VLM to LLM Fallback (Optional)#
By default, with VLM enabled, the RAG server uses VLM for all generation tasks. The VLM_TO_LLM_FALLBACK environment variable controls behavior for text-only queries (no images in query, messages, or retrieved context).
Default (no fallback):
VLM_TO_LLM_FALLBACK="false". The VLM handles all queries. Recommended for the 2xH100 setup.Enable fallback:
VLM_TO_LLM_FALLBACK="true". Text-only queries use a traditional LLM. You must deploy an LLM service alongside the VLM.
GPU requirements for fallback: Minimum 3xH100 GPUs—GPU 0: Embedding and Reranker; GPU 1: VLM; GPU 2: LLM.

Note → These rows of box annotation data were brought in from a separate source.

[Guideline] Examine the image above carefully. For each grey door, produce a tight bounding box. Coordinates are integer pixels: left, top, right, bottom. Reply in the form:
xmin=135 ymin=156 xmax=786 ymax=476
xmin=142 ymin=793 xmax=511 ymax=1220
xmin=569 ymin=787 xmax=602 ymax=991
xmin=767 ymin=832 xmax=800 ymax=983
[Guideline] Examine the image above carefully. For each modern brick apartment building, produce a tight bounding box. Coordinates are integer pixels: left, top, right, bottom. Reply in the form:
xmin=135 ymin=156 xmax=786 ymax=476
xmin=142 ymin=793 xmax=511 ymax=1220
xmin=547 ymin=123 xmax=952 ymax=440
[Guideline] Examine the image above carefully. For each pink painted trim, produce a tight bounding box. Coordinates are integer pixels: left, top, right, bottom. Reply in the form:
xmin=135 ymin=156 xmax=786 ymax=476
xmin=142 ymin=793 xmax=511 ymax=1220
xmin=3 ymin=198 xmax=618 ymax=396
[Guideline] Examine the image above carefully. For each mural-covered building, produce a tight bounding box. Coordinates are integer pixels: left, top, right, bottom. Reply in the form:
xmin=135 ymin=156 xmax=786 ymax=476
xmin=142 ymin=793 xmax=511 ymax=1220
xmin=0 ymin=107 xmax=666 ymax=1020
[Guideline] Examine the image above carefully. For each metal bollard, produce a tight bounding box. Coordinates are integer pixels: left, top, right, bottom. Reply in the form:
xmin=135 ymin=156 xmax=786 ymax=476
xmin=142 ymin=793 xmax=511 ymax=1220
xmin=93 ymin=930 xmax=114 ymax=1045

Docker Compose with fallback: Start both VLM and LLM (do not use the vlm-generation profile):
export VLM_MS_GPU_ID=1
export LLM_MS_GPU_ID=2
USERID=$(id -u) docker compose -f deploy/compose/nims.yaml up -d
export ENABLE_VLM_INFERENCE="true"
export VLM_TO_LLM_FALLBACK="true"
export APP_VLM_MODELNAME="nvidia/nemotron-nano-12b-v2-vl"
export APP_VLM_SERVERURL="http://vlm-ms:8000/v1"
docker compose -f deploy/compose/docker-compose-rag-server.yaml up -d
Warning
Do not use the vlm-generation profile when fallback is enabled; it skips the LLM. Using VLM_TO_LLM_FALLBACK="true" with that profile will cause errors for text-only queries.
Helm with fallback: In values.yaml, set VLM_TO_LLM_FALLBACK: "true" and keep both nim-vlm and nim-llm enabled:
envVars:
ENABLE_VLM_INFERENCE: "true"
VLM_TO_LLM_FALLBACK: "true"
APP_VLM_MODELNAME: "nvidia/nemotron-nano-12b-v2-vl"
APP_VLM_SERVERURL: "http://nim-vlm:8000/v1"
nimOperator:
nim-vlm:
enabled: true
nim-llm:
enabled: true
Troubleshooting#
Ensure the VLM NIM is running and reachable at the configured
APP_VLM_SERVERURL.For remote endpoints, ensure
NGC_API_KEYis valid and has access to the model.Check rag-server logs for VLM inference or API authentication errors.
Verify that images are ingested, captioned, and indexed in your knowledge base.